The coming of Industry 4.0 means that universities must take responsibility to provide students with the skills needed to perform in the industries of the future effectively. More than ever, universities need to update their existing curricula and develop programs that support the training of the future workforce. Content and competencies to need to be developed and balanced perfectly with technology in relevant educational programs that seek to train future professionals.

New curricula need to be designed, taking into consideration the technologies and topics that involve the Industry 4.0 environment. Technologies are varied and are interrelated; the main ones, those that are considered the pillars of Industry 4.0 include: autonomous robots, simulation, horizontal and vertical integration, industrial internet of things, additive manufacturing, augmented reality, cybersecurity, the cloud, and big data and analytics. Based on these, we can determine which topics, subjects, and abilities are needed to develop future professionals.

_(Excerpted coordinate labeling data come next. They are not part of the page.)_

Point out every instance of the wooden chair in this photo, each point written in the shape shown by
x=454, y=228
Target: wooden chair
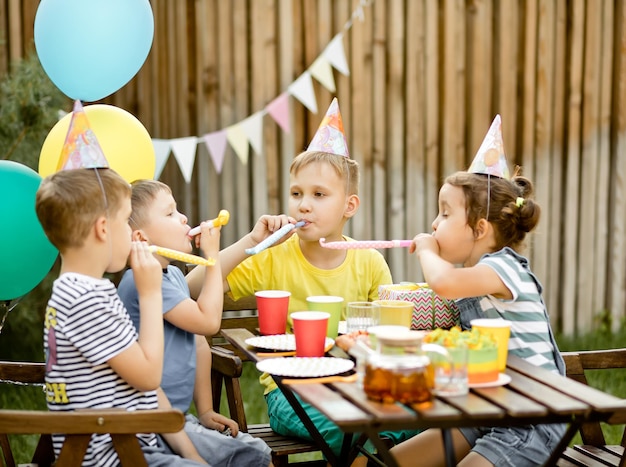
x=594, y=451
x=226, y=369
x=78, y=426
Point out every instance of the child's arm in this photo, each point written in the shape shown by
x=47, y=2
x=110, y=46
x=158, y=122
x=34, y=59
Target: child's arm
x=449, y=281
x=204, y=314
x=231, y=256
x=179, y=442
x=141, y=365
x=202, y=394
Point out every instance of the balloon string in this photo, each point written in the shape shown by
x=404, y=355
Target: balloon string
x=5, y=309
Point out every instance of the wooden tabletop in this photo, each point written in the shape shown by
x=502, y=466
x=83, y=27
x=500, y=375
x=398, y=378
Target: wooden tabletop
x=533, y=396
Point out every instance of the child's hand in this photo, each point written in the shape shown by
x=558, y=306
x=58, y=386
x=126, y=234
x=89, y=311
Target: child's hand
x=219, y=422
x=146, y=268
x=267, y=225
x=209, y=240
x=423, y=242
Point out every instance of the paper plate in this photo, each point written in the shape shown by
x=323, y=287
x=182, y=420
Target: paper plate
x=502, y=380
x=282, y=342
x=305, y=367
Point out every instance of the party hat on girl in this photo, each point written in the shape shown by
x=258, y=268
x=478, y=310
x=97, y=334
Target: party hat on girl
x=81, y=149
x=329, y=136
x=490, y=158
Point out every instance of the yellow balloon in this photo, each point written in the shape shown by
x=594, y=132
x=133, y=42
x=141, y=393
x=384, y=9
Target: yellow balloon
x=126, y=143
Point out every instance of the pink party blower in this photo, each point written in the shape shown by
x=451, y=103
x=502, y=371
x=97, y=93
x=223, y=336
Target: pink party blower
x=272, y=306
x=310, y=328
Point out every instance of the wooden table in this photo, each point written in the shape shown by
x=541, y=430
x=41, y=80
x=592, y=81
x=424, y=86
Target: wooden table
x=533, y=396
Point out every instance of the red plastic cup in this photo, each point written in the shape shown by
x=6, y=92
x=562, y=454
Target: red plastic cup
x=273, y=306
x=310, y=328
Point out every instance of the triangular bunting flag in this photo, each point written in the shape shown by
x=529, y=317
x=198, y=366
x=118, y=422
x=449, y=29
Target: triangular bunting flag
x=253, y=126
x=336, y=55
x=184, y=150
x=161, y=154
x=323, y=72
x=238, y=141
x=279, y=111
x=81, y=149
x=302, y=89
x=216, y=144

Nowadays, there are universities already offering programs related to Industry 4.0, e.g., MIT, ETH Zurich, and RWTH Aachen University. These range from those aimed at transferring knowledge about Industry 4.0 to those in which students learn how to handle innovative technologies and do real work in global enterprises. However, educational organizations have to be aware of the possible directions of the path that Industry 4.0 will follow as it makes twists and turns; the educational organizations need to be able to design and adapt their strategies accordingly. It is important to consider that in addition to the technical knowledge and technical abilities students must possess, there are transversal competencies that will allow them to perform competitively regardless of the industry in which they participate. These are called soft skills and include lifelong learning, leadership, communication, flexibility, adaptability, teamwork, and decision making. Regarding technology, there are various options, all bringing important benefits to education for Industry 4.0. Remote and virtual labs, learning factories, and robots are now state-of-the-art in these technologies and have the potential of disrupting Industry 4.0 education.